Okay putting potential breakage aside.
Let me sketch up an additive way of improving current situation.

1. Say we recognize any indexable entity of char/wchar/dchar, that however has .front returning a dchar as a "narrow string". Nothing fancy - it's just a generalization of isNarrowString. At least a range over Array!char will work as string now.

2. Likewise representation must be made something more explicit say byCodeUnit and work on any isNarrowString per above. The opposite of that is byCodePoint.

3. ElementEncodingType is too verbose and misleading. Something more explicit would be useful. ItemType/UnitType maybe?

4. We lack lots of good stuff from Unicode standard. Some recently landed in std.uni. We need many more, and deprecate crappy ones in std.string. (e.g. wrapping text is one)

5. Most algorithms conceptually decode, but may be enhanced to work directly on UTF-8/UTF-16. That together with 1, should IMHO solve most of our problems.

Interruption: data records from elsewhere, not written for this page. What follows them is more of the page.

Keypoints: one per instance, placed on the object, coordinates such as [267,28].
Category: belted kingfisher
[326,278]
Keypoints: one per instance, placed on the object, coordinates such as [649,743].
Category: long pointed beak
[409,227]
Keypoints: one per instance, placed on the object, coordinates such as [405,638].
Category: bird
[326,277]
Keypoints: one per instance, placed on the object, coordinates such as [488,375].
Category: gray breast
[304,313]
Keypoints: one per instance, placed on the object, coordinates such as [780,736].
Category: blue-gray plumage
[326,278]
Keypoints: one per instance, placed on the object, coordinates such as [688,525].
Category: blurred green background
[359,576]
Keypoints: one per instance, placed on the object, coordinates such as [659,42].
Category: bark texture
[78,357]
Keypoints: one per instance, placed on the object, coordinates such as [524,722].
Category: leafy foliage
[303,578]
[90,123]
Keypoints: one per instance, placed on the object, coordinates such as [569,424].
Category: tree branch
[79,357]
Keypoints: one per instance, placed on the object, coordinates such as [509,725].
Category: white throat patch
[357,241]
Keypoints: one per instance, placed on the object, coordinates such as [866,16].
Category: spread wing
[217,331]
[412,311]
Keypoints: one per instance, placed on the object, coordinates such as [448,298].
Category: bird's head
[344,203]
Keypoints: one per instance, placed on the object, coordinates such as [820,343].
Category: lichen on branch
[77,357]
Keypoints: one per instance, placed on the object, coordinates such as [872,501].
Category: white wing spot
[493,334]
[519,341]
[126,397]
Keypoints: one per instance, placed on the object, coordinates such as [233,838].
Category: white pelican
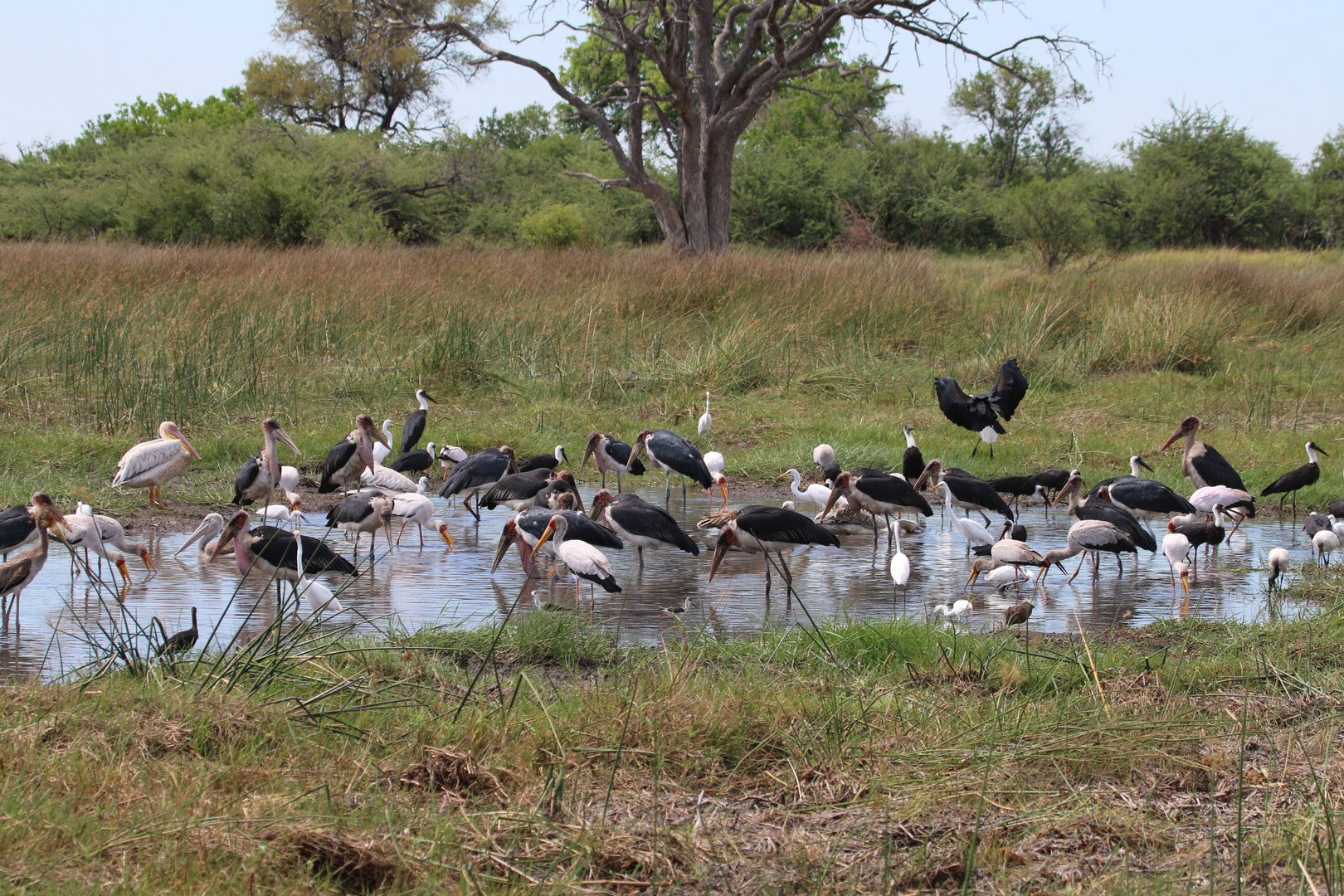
[151,464]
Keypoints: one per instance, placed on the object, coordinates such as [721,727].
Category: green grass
[538,348]
[539,757]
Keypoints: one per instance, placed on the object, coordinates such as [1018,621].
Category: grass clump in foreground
[541,757]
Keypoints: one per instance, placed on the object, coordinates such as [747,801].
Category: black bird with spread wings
[980,412]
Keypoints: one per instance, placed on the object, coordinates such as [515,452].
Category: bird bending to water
[149,465]
[980,412]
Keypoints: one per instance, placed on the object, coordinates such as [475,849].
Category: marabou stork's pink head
[1187,427]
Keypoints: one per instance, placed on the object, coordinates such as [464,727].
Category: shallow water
[416,586]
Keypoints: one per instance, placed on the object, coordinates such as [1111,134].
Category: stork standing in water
[670,451]
[611,455]
[1200,462]
[260,476]
[1298,479]
[980,412]
[17,574]
[414,426]
[149,465]
[350,458]
[582,559]
[640,523]
[767,529]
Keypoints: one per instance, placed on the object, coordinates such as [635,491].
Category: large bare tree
[695,73]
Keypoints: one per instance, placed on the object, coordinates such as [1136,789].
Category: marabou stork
[1298,479]
[967,494]
[879,496]
[670,451]
[544,461]
[582,559]
[640,523]
[179,641]
[151,464]
[414,426]
[363,512]
[611,453]
[417,460]
[912,462]
[767,529]
[1099,508]
[480,470]
[815,494]
[350,458]
[526,531]
[258,477]
[17,574]
[275,553]
[980,412]
[1280,562]
[1093,536]
[1200,462]
[516,490]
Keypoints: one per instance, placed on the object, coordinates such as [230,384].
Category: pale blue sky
[1273,66]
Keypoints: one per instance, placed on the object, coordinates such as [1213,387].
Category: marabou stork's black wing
[782,524]
[680,457]
[1010,390]
[479,469]
[416,461]
[15,527]
[513,488]
[1149,494]
[1293,480]
[637,516]
[538,462]
[620,451]
[890,489]
[533,520]
[277,547]
[246,476]
[1215,469]
[912,465]
[965,411]
[336,458]
[413,429]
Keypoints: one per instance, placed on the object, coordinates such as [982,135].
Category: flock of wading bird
[548,512]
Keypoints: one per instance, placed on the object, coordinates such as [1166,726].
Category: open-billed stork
[879,496]
[640,523]
[670,451]
[350,458]
[417,460]
[414,426]
[17,574]
[1298,479]
[767,529]
[980,412]
[1099,508]
[1200,462]
[611,455]
[149,465]
[260,476]
[1094,538]
[967,492]
[480,470]
[544,461]
[912,462]
[582,559]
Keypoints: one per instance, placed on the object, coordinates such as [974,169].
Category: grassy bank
[537,348]
[539,757]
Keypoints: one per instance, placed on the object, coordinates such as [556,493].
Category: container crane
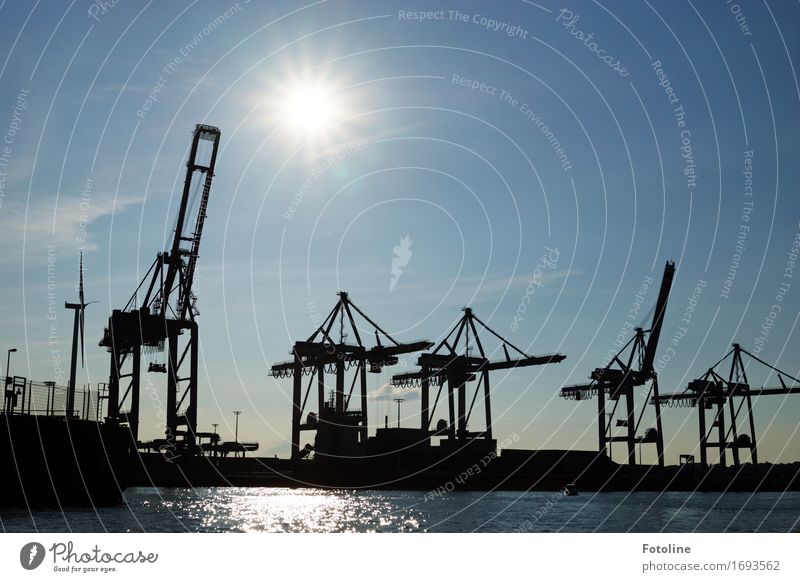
[165,311]
[456,365]
[341,430]
[622,375]
[714,390]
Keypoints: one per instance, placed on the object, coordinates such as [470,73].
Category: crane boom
[658,318]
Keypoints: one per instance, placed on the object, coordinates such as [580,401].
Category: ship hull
[47,460]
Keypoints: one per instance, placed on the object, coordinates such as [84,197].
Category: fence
[23,396]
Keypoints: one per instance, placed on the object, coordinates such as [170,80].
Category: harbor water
[313,510]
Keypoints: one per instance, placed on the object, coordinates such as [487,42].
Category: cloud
[387,392]
[47,223]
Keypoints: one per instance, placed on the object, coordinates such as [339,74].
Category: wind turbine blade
[83,351]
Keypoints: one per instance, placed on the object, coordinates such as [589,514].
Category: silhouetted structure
[712,391]
[453,364]
[165,312]
[341,430]
[621,376]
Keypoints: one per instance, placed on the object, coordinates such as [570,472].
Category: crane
[162,309]
[713,390]
[621,375]
[456,365]
[340,429]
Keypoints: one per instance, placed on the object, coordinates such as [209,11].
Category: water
[311,510]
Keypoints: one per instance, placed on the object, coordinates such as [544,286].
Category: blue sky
[446,131]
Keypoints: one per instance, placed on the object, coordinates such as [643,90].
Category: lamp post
[9,380]
[216,438]
[236,433]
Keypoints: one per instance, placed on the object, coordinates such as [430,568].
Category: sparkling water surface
[312,510]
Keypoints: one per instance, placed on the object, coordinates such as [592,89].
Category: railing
[23,396]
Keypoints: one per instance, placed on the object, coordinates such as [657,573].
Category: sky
[538,162]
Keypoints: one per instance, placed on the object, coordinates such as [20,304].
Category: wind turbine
[77,335]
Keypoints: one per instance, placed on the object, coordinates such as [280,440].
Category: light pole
[8,397]
[236,433]
[399,401]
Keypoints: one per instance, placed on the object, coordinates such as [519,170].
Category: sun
[310,108]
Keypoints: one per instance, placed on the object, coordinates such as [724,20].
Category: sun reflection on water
[289,510]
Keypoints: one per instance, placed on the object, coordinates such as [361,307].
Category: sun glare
[310,108]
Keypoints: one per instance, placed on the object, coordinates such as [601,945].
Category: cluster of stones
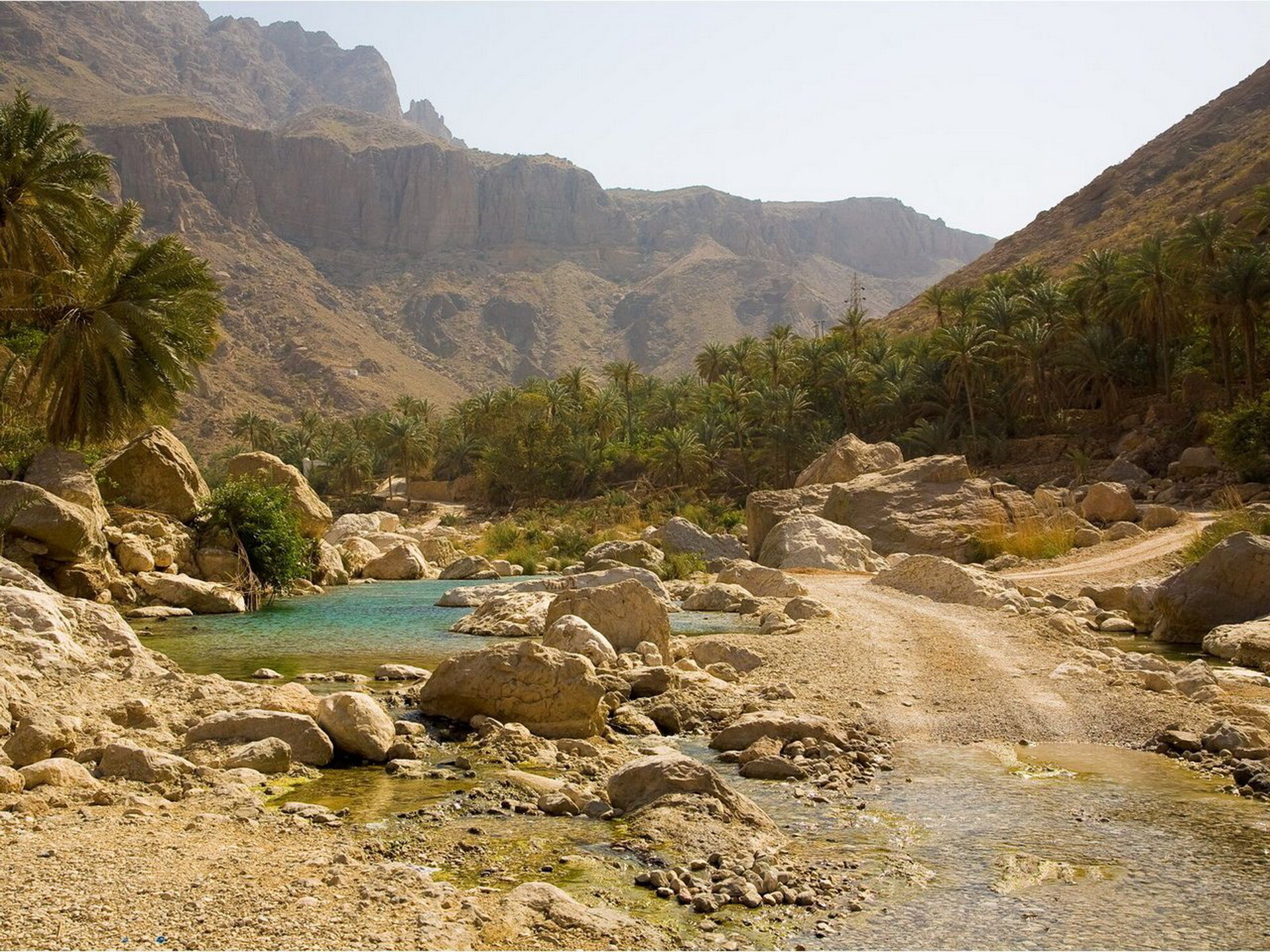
[1224,748]
[751,881]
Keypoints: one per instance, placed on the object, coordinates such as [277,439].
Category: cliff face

6. Take into account ASCII and maybe other alphabets? Should be as trivial as .assumeASCII and then on you march with all of std.algo/etc.

-- 
Dmitry Olshansky
March 09, 2014
On 3/9/14, 12:25 PM, Dmitry Olshansky wrote:
> Okay putting potential breakage aside.
> Let me sketch up an additive way of improving current situation.

Now you're talking.

> 1. Say we recognize any indexable entity of char/wchar/dchar, that
> however has .front returning a dchar as a "narrow string". Nothing fancy
> - it's just a generalization of isNarrowString. At least a range over
> Array!char will work as string now.

Wait, why is dchar[] a narrow string?

> 2. Likewise representation must be made something more explicit say
> byCodeUnit and work on any isNarrowString per above. The opposite of
> that is byCodePoint.

Fine.

> 3. ElementEncodingType is too verbose and misleading. Something more
> explicit would be useful. ItemType/UnitType maybe?

We're stuck with that name.

> 4. We lack lots of good stuff from Unicode standard. Some recently
> landed in std.uni. We need many more, and deprecate crappy ones in
> std.string. (e.g. wrapping text is one)

Add away.

> 5. Most algorithms conceptually decode, but may be enhanced to work
> directly on UTF-8/UTF-16. That together with 1, should IMHO solve most
> of our problems.

Great!

> 6. Take into account ASCII and maybe other alphabets? Should be as
> trivial as .assumeASCII and then on you march with all of std.algo/etc.

Walter is against that. His main argument is that UTF already covers ASCII with only a marginal cost (that can be avoided) and that we should go farther into the future instead of catering to an obsolete representation.


Andrei


March 09, 2014
On Sunday, 9 March 2014 at 19:40:32 UTC, Andrei Alexandrescu wrote:
>> 6. Take into account ASCII and maybe other alphabets? Should be as
>> trivial as .assumeASCII and then on you march with all of std.algo/etc.
>
> Walter is against that. His main argument is that UTF already covers ASCII with only a marginal cost (that can be avoided) and that we should go farther into the future instead of catering to an obsolete representation.
>
>
> Andrei

When I've wanted to write code especially for ASCII, I think it hasn't been for use in generic algorithms anyway. Mostly it's stuff for manipulating segments of memory in a particular way, like as seen here in my library which does some work to generate D code.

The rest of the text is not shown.